Çevremde pandemiden bu yana al-sat la zenginleşen bir kaç şirket sahibi var. 2 yılda parasını 13'e katlayan arkadaşım var. Eğer eviniz arsanız varsa, fiyatları uçtuğu için bu işten sizde gayrımenkul miktarınız kadar faydalandınız. Ya diğer yerlerden kaybettiklerinizi bu sayede telafi ettiniz, yada büyük kazanç elde ettiniz. Ama gayrımenkulu olmayanlar, bu işten ayvayı yedi.
- Borsaya yatıranların direk etkisi olmadı. Dolaylı oldu. Ne kadar etkisi oldu onun hesabı zor. Herkes kazanmış olsa hesabı kolay. Kazanılan beleş paralarla yapılan BOL BOL harcamalar eni sonu tüketim fiyatlarının artmasında bir miktar etkisi olur ve borsadan kazanamayanları fakirleştirir çünki artan fiyatlar sebebi ile aynı ürünlere daha çok para öderler ve gelirleri artmamıştır. Borsada Parayı kaybedenlerde, aldıkları krediyi geri ödemezlerse, o para yine vatandaştan çıkar çünki hazine kasası boşalır ve bizim vergilerimizle doldurulur.
Nihayet devlet verdiği ucuz kredilerin takibini yapmaya başlamış. Şirketlere 1 aydır %14 le devlet bankalarından kredi çıkardılar, ancak son 2 yılda olduğu gibi parayı alıp gitmiyorsunuz. Karşılığında fatura istiyorlar. Hali ile çevremdekiler parayı alamadılar. Alsalardı direk başka bankada %23 brüt faize yatıracaklardı.

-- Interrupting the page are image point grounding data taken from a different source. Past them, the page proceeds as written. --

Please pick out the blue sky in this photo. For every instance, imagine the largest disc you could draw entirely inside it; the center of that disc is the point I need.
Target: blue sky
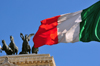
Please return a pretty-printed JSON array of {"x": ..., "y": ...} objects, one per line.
[{"x": 24, "y": 16}]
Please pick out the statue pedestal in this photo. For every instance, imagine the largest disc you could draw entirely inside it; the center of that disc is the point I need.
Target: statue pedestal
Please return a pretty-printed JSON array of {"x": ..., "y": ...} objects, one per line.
[{"x": 27, "y": 60}]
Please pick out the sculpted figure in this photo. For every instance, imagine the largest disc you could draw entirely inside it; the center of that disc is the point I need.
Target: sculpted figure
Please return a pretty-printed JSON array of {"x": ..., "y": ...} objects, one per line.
[
  {"x": 34, "y": 50},
  {"x": 13, "y": 46},
  {"x": 6, "y": 48},
  {"x": 25, "y": 46}
]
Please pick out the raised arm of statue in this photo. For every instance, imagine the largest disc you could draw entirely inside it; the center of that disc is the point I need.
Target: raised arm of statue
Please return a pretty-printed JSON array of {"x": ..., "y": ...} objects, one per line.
[
  {"x": 30, "y": 36},
  {"x": 21, "y": 35}
]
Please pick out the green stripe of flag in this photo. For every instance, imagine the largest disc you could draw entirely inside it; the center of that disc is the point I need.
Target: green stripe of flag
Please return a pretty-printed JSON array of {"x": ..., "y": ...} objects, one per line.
[{"x": 90, "y": 25}]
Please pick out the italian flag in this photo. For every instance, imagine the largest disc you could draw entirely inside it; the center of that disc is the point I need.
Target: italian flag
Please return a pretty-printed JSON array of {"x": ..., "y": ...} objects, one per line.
[{"x": 82, "y": 26}]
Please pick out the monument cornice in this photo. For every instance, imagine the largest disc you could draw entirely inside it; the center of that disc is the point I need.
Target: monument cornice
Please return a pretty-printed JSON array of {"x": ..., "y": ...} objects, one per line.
[{"x": 32, "y": 59}]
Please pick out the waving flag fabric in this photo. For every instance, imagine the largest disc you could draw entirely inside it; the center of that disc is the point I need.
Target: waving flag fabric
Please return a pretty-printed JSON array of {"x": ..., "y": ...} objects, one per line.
[{"x": 82, "y": 26}]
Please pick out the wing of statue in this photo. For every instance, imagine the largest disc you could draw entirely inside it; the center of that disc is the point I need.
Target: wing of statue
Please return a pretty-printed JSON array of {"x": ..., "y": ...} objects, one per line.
[{"x": 30, "y": 36}]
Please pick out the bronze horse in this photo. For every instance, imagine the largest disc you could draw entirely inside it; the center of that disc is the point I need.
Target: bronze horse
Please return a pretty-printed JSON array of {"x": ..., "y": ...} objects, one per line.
[
  {"x": 6, "y": 48},
  {"x": 13, "y": 46}
]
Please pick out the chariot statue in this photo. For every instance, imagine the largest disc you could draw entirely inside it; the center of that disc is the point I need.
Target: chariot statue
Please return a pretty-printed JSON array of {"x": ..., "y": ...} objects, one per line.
[
  {"x": 13, "y": 46},
  {"x": 6, "y": 48},
  {"x": 25, "y": 45}
]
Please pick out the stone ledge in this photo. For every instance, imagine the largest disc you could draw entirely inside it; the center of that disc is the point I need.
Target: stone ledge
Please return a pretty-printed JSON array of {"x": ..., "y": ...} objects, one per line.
[{"x": 29, "y": 59}]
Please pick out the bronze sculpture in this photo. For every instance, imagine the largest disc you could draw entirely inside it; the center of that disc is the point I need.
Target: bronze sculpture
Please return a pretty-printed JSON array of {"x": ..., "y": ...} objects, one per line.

Devletin nasıl çalışan üretenden alıp, çalışmayan üretmeyene aktardığını basitçe anlattım. Hikayelerle geçmişte anlattığımda oldu. Bu anlatımımı çok daha detaylandırabilirim ama uğraşmak istemiyorum. Anlaşıldı diye umuyorum.
Eğer faydalanmadı iseniz, faydalananların parası sizden çıktı.
Bu forumda olanların çoğunluğu şirket sahibi olsa gerek. O sebepleyazımdan pek hoşnut kalacaklarını sanmam.
.
Yazmamışsam, pozisyonum aynen devam ediyor demektir.